Wednesday 23 November 2016

Trump likes to be ‘unpredictable.’ That won’t work in diplomacy.

Once when I was serving in the federal government, in the early 2000s, the Treasury Department was ready to issue an obscure communique. Just before it was set to be released, someone noticed a stray punctuation mark. The picayune typo could have led some to interpret the communique as a U.S. policy reversal on some territory where sovereignty was disputed. This mattered: Historically, foreign officials and the press parse every word that presidents and policy principals say to decipher any changes in policy. Even minute shifts in language can send important signals to the world.
In this case, the moment the typo was detected, we fixed the problem before it went public. A minor kerfuffle was averted.
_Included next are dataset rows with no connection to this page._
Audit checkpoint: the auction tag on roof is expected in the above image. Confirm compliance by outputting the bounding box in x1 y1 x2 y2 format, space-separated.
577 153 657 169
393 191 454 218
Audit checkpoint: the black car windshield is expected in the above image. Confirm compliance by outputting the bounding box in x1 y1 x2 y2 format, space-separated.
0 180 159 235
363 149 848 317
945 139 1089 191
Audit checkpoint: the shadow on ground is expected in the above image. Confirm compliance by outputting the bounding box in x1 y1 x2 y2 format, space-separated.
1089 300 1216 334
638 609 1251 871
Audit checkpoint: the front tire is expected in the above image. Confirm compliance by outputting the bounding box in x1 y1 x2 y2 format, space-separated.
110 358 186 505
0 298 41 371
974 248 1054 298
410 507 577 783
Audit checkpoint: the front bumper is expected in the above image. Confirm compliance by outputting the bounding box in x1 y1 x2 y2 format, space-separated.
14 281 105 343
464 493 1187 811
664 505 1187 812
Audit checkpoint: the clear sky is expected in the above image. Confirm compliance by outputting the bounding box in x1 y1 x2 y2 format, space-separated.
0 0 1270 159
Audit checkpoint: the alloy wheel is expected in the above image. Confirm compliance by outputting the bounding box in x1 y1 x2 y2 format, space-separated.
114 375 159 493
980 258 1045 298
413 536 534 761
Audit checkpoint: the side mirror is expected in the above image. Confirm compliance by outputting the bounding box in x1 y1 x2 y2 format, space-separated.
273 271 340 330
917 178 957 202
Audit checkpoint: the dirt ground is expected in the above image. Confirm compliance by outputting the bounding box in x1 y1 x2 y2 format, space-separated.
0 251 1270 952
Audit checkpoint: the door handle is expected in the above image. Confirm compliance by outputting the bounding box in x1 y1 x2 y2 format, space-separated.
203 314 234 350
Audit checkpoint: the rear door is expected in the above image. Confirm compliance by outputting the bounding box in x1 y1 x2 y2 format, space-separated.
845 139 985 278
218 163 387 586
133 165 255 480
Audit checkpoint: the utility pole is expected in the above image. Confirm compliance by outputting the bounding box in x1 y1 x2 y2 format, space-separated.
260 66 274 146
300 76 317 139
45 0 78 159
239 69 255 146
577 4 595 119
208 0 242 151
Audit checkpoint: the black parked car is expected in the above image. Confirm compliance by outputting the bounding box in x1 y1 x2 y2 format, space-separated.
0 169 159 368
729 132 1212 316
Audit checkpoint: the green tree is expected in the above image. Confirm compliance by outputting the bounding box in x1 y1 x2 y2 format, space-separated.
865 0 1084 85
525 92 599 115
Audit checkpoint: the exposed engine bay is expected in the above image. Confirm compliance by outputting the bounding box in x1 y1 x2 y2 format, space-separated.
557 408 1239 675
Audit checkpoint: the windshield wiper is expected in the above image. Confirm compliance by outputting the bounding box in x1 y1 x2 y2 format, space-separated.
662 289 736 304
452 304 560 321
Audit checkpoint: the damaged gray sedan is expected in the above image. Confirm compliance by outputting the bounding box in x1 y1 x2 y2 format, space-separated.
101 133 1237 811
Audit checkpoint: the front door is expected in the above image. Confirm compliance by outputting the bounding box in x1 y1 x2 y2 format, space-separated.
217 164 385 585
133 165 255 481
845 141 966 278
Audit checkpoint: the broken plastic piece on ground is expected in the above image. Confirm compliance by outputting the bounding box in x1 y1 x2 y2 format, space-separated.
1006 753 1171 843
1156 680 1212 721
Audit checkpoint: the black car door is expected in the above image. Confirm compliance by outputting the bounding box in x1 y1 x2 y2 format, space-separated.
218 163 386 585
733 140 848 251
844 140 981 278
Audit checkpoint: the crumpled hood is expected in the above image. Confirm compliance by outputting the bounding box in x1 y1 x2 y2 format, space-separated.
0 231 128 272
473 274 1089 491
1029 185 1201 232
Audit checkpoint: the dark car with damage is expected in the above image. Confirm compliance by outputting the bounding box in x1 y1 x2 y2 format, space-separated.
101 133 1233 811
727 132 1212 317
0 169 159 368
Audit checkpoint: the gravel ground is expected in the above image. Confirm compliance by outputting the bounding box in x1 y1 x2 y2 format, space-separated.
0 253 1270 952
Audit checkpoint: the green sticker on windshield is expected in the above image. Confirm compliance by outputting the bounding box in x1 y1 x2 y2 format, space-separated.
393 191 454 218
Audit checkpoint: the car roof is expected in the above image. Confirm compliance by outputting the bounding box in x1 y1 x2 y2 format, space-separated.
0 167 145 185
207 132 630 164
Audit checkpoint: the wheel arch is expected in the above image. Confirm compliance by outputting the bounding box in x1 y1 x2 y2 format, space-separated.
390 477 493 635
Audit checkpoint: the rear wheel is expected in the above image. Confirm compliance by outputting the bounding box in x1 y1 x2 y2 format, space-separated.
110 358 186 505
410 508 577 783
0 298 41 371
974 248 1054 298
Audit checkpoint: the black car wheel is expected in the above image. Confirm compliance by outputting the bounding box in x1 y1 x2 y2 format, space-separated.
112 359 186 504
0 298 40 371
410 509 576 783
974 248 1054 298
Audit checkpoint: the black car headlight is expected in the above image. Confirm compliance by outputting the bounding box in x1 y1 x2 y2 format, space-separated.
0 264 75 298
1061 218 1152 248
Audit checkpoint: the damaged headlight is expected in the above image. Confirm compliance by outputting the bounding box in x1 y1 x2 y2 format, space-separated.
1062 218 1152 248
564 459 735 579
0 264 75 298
Now imagine trying to clean up President-elect Donald Trump’s statements.
From both the campaign and the first few weeks of the transition, we know that Trump will pop off at anyone he perceives as crossing him at any moment. Trump didn’t like a tough question from Megyn Kelly in an August 2015 debate, and for months on end he railed about her on Twitter. When Judge Gonzalo Curiel ruled against him in fraud litigation over Trump University, he spent the next week openly questioning the judge’s impartiality because of Curiel’s ethnicity. The mainstream media has been an object of Trump’s ire for the past 18 months. And since winning the election, Trump has communicated with the public mostly through Twitter — and has devoted far more tweets to lambasting “Hamilton” and “Saturday Night Live” than to his thoughts about which policies he’ll implement.
Beginning on Jan. 20, we will have a president who is so all over the map that it will be difficult to parse his remarks the way the world has, up to now, combed over what his predecessors have said. The search for meaning in Trump’s word salads won’t be easy. Indeed, an adviser to Japanese Prime Minister Shinzo Abe told Reuters that Trump’s aides informed him that “we don’t have to take each word that Mr. Trump said publicly literally.”